諸葛均卻未立即接過,而是目光在劉備臉上停留片刻,忽然說道:「將軍的誠意,我絕對感受到。風雪嚴寒,飲一杯粗茶再行未遲。況且......」
他略作停頓,望向屋內琴台,「家兄雖遠遊,但他的琴放置於此。我自幼隨兄學琴,雖只懂得皮毛,亦願代兄彈奏一曲,以感謝將軍踏雪而來的辛勞,亦算是略盡地主之誼。不知將軍可願停留片刻,聽我獻醜一曲?」
此言一出,關羽丹鳳眼微睜,張飛則面露不耐,正要開口,卻被劉備以眼神制止。劉備想起蔡卓諾「幽蘭知音」的比喻,心頭一動,知道這或者是另一種形式的考驗,即使見不到諸葛亮本人,他的弟弟之琴藝,亦可能傳達某種心意,或藉此觀察自己的反應。
劉備深深一揖:「榮幸之至,我洗耳恭聽了。請!」
三人隨諸葛均再次進入茅廬前廳中。諸葛均於琴台前坐下,閉目凝神片刻,指尖輕撥,琴音漸漸奏起。
他彈的是一曲《猗蘭》。與其兄諸葛亮所奏《幽蘭》的孤高深遠相比,《猗蘭》更偏重蘭草於風中搖曳之姿,清雅中帶着一絲不易察覺的韌性。諸葛均的琴藝雖不及兄長那般出神入化,但亦指法純熟,於平凡中見真章,顯然下過苦功。
劉備靜立聆聽,神色極為專注。他確實不精通音律,過往歲月多在軍營中奔波,少有靜心賞樂之時。但此刻,他努力讓自己沉浸在琴音之中,回想卓諾所言「懂得為何它在此處綻放」。
琴聲婉轉,似看見空谷中的蘭花,雖被風雪吹打,但葉子卻不輕易折斷,蘭花雖美,卻柔中帶剛。他像能感受到一種「守」的意志,與「待」的期盼。

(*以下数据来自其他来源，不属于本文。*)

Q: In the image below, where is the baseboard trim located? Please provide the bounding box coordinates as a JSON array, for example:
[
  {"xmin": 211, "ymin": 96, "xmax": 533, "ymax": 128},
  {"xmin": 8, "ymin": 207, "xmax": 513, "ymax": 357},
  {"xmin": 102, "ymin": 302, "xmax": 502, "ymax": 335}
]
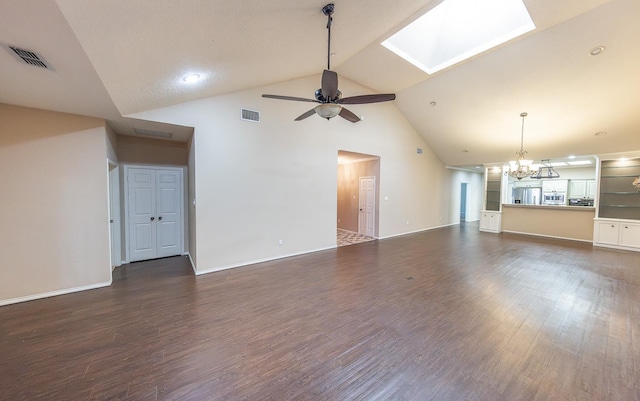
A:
[
  {"xmin": 502, "ymin": 230, "xmax": 593, "ymax": 244},
  {"xmin": 378, "ymin": 223, "xmax": 460, "ymax": 239},
  {"xmin": 0, "ymin": 279, "xmax": 113, "ymax": 306},
  {"xmin": 184, "ymin": 252, "xmax": 198, "ymax": 276},
  {"xmin": 195, "ymin": 245, "xmax": 337, "ymax": 276},
  {"xmin": 593, "ymin": 242, "xmax": 640, "ymax": 252}
]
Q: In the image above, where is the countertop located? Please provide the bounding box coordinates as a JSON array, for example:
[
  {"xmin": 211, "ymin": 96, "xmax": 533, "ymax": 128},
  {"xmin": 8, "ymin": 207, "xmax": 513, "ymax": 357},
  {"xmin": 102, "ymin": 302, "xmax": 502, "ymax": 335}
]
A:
[{"xmin": 502, "ymin": 203, "xmax": 596, "ymax": 212}]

一曲終了,諸葛均雙手輕按琴弦,抬頭望向劉備,目光中帶着探究:「才疏學淺,讓將軍見笑了。不知將軍聽此曲時,心裡有什麼感覺?」
張飛在旁聽得差點打瞌睡,關羽則凝神不語,看向大哥。
劉備深吸一口氣,態度誠懇至極,拱手答道:「我大半生為一介武夫,於音律一道,確實是一竅不通,不敢亂解曲中的意思。但是,先生琴音清脆悅耳,我雖然不識,亦盡力靜心聆聽。思潮起伏間,好像幻想到幽谷蘭花,處風雪之中仍不凋謝,一直處之自然。琴曲中有一份寧靜超然之氣,亦隱隱有......守候而不屈之意。我愚昧,只能體會這麼多,若解錯曲中深意,還望先生原諒。」
這番話,坦承了自己對音樂的不熟悉,但毫不敷衍地描述了自己聆聽時的主觀感受與想像,並努力將其連結到「守候而不屈」的意象上。沒有誇飾,沒有附庸風雅,只有一份「我雖不懂,但我盡力去感受和理解」的樸實誠意。
諸葛均聽罷,臉上原本禮節性的平淡神情,微微一動,眼中閃過一絲不易察覺的驚訝。他起身還禮:「將軍過謙了。知音者,貴在誠心相向,未必是在技藝的高低。將軍能靜心聽完全曲,並有自己的見解,已非常人。家兄若知將軍如此用心,想必欣慰。」他的語氣比先前多了幾分真切。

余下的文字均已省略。